Migrants Organise provides a space for migrants and refugees to work together, develop leadership, speak out and organise for dignity and justice.
Our work emerged out of the lived experience of many migrants and refugees who were increasingly excluded, marginalized, discriminated against and denied access to justice.
Our communities needed to push back against an increased hostility in public discourse, now translated into a set of policies known as the “hostile environment”.
How The Hostile Environment Policy Started
Although it is a part of a longer colonial legacy, the accelerated erosion of rights and entitlements for various groups of immigrants started 20 years ago, and came as a response to the increased number of refugees generated by the wars of the 1990s.
It then transitioned into xenophobia in response to the EU enlargement and an increased number of EU migrants from new accession states.
It culminated in today’s discourse around migration in relation to Brexit and the “hostile environment”, of which the Windrush Scandal is the most prominent example.
The injustices of our current immigration system are at the centre of struggles against economic injustice, against racism and to uphold the basic system of rights that have been won in this country.
In the past 25 years, our work has been to respond to these increasing restrictions of rights for various groups of migrants and refugees.
The precursor of the current “hostile environment” policies lie in the decisions in the 1990s to deny asylum seekers the right to work and to claim welfare benefits.
The government also decided in 1996 that it would no longer hold the budget for support of asylum seekers centrally, and that local authorities where asylum seekers reside would bear the costs of their resettlement.
This lead to vulnerable people were dispersed around the country with no say or choice about the destination.
Reducing The ‘Pull Factor’
The next step was to deny asylum seekers access to legal aid, then replace the £35 a week cash benefit with a charge card so that asylum seekers have no access to money for travel.
The aim of these measures was to reduce the so-called ‘pull factors’ that successive governments imagine are the reasons why people come to the UK.
The actual result of these policies is destitution and dehumanisation of vulnerable people, many of whom are traumatised as a result of torture or trafficking.
Image credit: Migrant’s Organise demo/ Press shot
In response to these policies, ten years ago Migrants Organise launched our Community Programme – a combination of mentoring, advice and educational and other activities where people stuck in the bureaucratic system can get support, build community and make friends.
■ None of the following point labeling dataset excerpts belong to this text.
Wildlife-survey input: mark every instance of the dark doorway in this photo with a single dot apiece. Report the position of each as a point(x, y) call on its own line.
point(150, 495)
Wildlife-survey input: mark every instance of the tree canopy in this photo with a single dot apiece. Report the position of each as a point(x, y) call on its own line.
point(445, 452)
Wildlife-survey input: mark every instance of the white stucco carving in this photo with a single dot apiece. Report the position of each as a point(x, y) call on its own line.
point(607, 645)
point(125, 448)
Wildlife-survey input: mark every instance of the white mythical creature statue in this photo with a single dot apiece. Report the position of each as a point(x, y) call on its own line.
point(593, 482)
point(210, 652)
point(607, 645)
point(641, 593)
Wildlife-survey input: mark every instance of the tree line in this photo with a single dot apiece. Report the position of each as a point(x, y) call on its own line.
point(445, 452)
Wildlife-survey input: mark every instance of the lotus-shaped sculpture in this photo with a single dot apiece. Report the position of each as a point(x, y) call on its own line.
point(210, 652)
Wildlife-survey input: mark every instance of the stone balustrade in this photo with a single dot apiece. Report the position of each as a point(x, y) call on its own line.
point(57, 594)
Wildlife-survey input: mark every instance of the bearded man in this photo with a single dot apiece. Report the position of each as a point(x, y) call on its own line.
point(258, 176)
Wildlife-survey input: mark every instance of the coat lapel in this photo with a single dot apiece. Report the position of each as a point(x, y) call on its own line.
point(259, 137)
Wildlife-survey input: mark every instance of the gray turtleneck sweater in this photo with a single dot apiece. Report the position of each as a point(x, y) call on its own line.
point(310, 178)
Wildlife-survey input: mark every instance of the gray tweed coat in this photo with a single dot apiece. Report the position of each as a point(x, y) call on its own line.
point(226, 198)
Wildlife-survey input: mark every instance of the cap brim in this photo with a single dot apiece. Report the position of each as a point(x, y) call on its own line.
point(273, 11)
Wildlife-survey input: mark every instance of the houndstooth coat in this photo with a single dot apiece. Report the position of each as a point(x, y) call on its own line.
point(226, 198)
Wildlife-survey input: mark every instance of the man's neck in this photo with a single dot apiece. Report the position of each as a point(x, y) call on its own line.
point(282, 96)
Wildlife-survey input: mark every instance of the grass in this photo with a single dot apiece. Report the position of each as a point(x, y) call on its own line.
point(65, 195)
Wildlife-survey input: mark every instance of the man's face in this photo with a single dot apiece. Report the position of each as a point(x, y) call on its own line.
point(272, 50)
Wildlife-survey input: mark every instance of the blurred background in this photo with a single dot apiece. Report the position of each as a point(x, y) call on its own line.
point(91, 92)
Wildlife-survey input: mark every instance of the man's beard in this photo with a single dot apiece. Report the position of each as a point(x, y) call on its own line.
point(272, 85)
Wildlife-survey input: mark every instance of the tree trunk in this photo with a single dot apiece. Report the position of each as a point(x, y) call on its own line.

The Community Programme is also a space for people from all walks of life to volunteer and support inclusion and welcome in a meaningful way.
Every year, more than one hundred volunteers mentor, advise, teach, organise and campaign with migrants and refugees through our organisation.
Ever-Increasing Demand
Since the inception of the “hostile environment” there has been a manifold increase in the problems our work sought to address.
Migrant organisations up and down the country report the same thing: a doubling, tripling of the amount of casework support needed by our communities – and with no end in sight.
When the story is told of how human rights were stripped from British citizens, it will begin by documenting the steady exclusion and dehumanisation of asylum seekers, refugees and migrants.
As it stands, the broken immigration system leaves hundreds of thousands of people completely stuck, with no way towards normalisation of their status, and thus left out of the framework of human rights altogether.
When the story is told of how human rights were stripped from British citizens, it will begin by documenting the steady exclusion and dehumanisation of asylum seekers, refugees and migrants.
Hostile To Healthcare
That migration is the modern testing ground for reactionary politics can also be seen in the overlapping agendas of the “hostile environment” and neoliberal austerity.
Nowhere is this clearer than in health, where Government legislation demanding migrants pay upfront for care has created a charging regime in the National Health Service (NHS). This charging system can, at any time, be expanded to the general population, and initiate the move towards a privatised healthcare on a US model.
Image credit: Migrant’s Organise demo/ Press shot
The lessons from this are twofold. Firstly, that there is a desperate need for a migrant movement in the UK to work for systemic change that reverses recent legislation and moves the country towards an immigration system based on universal human rights and the principles of fairness, justice and dignity.
The “hostile environment” shows us that rights can be taken away, but they can’t be given back, they must be won, and this is why we organise.
Everybody’s Fight
Secondly, the struggle for a just immigration system is everybody’s fight.
The injustices of our current immigration system are at the centre of struggles against economic injustice, against racism and to uphold the basic system of rights that have been won in this country.
This is why hundreds of campaigners, healthcare workers and migrants will be meeting in London on Tuesday 30 April to say that only together can we successfully defeat the “hostile environment” and defend the principles of a democratic society.